Dagegen gelangte A am 28. Dezember 2020 mit Rekurs an
die Sicherheitsdirektion und verlangte nebst Aufhebung der Verfügung der
Kantonspolizei vom 26. November 2020 "Einsicht in die gewünschten
Daten und Auswertungen der VUGIS-Datenbank (Auflistung der Unfallereignisse im
Excel-Format inkl. Unfallursache, Wetterverhältnisse, Signalisation etc., das
heisst alle im/via VUGIS enthaltenen Daten; ohne personenbezogene und daher
unter DSG-Gesichtspunkten nicht für die Öffentlichkeit zugänglichen
Informationen) sowie kartografische Darstellung der Unfallereignisse an den
bezeichneten Örtlichkeiten". Mit Entscheid vom 19. August 2021 wies
die Sicherheitsdirektion den Rekurs ab, soweit sie darauf eintrat, und
auferlegte A die Verfahrenskosten.
III.
A. Mit
Beschwerde vom 14. September 2021 gelangte A, nunmehr anwaltlich vertreten,
an das Verwaltungsgericht und beantragte die Aufhebung des Rekursentscheids vom
19. August 2021 sowie die Gewährung von Zugang zu Daten und Auswertungen
betreffend Strassenverkehrsunfälle im Innerortsbereich der Gemeinden C (D-Strasse,
E-Strasse, F-Strasse) und G (H-Strasse, I-Strasse, J-Strasse, K-Strasse)
mittels Auflistung der Unfallereignisse mit sämtlichen erfassten Unfalldaten im
Excel-Format und kartographischer Darstellung der Unfallereignisse. Eventualiter
sei die Sache zur Neubeurteilung zurückzuweisen.

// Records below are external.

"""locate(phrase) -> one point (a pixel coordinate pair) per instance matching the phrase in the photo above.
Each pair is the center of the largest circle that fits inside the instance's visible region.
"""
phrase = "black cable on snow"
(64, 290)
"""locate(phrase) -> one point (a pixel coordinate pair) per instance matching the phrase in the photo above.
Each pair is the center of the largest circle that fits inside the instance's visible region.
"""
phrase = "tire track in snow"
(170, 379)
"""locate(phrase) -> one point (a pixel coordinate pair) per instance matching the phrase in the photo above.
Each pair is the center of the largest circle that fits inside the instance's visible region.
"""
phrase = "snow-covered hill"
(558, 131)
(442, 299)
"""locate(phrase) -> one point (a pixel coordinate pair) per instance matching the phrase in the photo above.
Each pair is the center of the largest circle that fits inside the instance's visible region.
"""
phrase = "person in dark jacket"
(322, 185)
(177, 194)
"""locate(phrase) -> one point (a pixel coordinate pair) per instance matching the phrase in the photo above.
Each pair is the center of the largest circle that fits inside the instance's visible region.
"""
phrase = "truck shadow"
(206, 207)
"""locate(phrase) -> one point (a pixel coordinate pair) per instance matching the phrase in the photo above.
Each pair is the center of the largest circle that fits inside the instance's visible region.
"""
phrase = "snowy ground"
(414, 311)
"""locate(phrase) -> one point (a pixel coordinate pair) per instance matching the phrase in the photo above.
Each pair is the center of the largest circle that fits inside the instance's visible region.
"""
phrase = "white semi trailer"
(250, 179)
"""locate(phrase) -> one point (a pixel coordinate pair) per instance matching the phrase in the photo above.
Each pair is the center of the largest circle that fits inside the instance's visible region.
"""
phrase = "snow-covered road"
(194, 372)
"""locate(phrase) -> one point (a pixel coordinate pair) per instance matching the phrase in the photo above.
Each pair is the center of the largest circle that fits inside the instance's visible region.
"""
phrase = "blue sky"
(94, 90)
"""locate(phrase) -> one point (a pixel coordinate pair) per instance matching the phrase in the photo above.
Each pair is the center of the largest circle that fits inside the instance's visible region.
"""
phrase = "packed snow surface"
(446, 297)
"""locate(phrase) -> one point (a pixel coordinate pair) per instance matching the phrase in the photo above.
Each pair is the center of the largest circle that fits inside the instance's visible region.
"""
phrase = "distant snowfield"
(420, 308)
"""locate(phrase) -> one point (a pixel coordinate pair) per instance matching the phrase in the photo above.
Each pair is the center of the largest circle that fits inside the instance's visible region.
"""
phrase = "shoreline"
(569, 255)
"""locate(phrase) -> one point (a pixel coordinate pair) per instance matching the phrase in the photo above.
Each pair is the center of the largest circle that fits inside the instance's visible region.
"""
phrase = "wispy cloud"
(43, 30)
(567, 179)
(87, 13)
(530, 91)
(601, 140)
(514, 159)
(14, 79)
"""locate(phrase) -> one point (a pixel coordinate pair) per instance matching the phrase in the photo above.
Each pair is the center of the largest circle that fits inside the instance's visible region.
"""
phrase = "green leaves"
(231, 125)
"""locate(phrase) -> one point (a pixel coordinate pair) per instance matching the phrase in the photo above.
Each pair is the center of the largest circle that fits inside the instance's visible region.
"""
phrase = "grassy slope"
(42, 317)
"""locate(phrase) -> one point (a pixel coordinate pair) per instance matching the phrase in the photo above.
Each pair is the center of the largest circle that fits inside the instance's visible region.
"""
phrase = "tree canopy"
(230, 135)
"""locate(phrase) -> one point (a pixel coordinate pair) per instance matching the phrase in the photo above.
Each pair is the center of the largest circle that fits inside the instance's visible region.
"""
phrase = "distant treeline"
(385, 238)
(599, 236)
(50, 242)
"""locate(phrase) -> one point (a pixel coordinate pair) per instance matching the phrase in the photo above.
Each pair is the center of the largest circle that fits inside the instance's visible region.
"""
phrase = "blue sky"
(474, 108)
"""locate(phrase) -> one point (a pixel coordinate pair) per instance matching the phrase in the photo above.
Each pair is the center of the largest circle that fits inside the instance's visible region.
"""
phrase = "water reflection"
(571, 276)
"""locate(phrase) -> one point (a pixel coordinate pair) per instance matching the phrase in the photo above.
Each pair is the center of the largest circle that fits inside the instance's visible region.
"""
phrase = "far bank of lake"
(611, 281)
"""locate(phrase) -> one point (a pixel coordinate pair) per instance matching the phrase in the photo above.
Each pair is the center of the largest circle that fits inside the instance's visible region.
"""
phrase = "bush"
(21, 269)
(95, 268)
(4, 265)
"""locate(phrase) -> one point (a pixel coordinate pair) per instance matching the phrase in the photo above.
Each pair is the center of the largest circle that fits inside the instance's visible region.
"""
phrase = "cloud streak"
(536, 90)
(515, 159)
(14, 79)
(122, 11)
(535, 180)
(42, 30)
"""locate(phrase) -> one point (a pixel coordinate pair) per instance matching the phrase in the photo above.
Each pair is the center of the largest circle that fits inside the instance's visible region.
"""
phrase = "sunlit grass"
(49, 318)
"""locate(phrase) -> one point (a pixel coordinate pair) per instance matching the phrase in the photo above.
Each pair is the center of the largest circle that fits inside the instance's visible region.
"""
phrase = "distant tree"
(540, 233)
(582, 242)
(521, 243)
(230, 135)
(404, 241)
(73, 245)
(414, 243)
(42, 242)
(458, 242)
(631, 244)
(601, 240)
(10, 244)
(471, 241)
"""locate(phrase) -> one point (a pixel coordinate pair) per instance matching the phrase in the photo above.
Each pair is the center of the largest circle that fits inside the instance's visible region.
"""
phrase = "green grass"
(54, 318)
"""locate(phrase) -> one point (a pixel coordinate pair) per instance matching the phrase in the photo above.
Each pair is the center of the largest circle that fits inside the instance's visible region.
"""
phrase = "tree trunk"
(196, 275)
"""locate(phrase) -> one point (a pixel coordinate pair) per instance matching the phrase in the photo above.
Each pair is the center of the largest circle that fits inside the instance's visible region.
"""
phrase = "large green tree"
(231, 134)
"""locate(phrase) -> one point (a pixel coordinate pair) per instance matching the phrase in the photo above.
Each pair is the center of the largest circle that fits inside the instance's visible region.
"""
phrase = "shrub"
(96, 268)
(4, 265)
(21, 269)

Zudem liess A um Ausrichtung
einer Parteientschädigung ersuchen.
B. Die
Sicherheitsdirektion verzichtete am 20. September 2021 auf Vernehmlassung.
Die Kantonspolizei beantragte mit (verspäteter) Beschwerdeantwort vom 20. Oktober
2021, die Beschwerde sei abzuweisen, soweit darauf einzutreten sei, und der
Beschwerdeführer sei zur Ausrichtung einer Parteientschädigung zu verpflichten.
Innert erstreckter Frist liess A am 1. Dezember 2021 dazu Stellung nehmen.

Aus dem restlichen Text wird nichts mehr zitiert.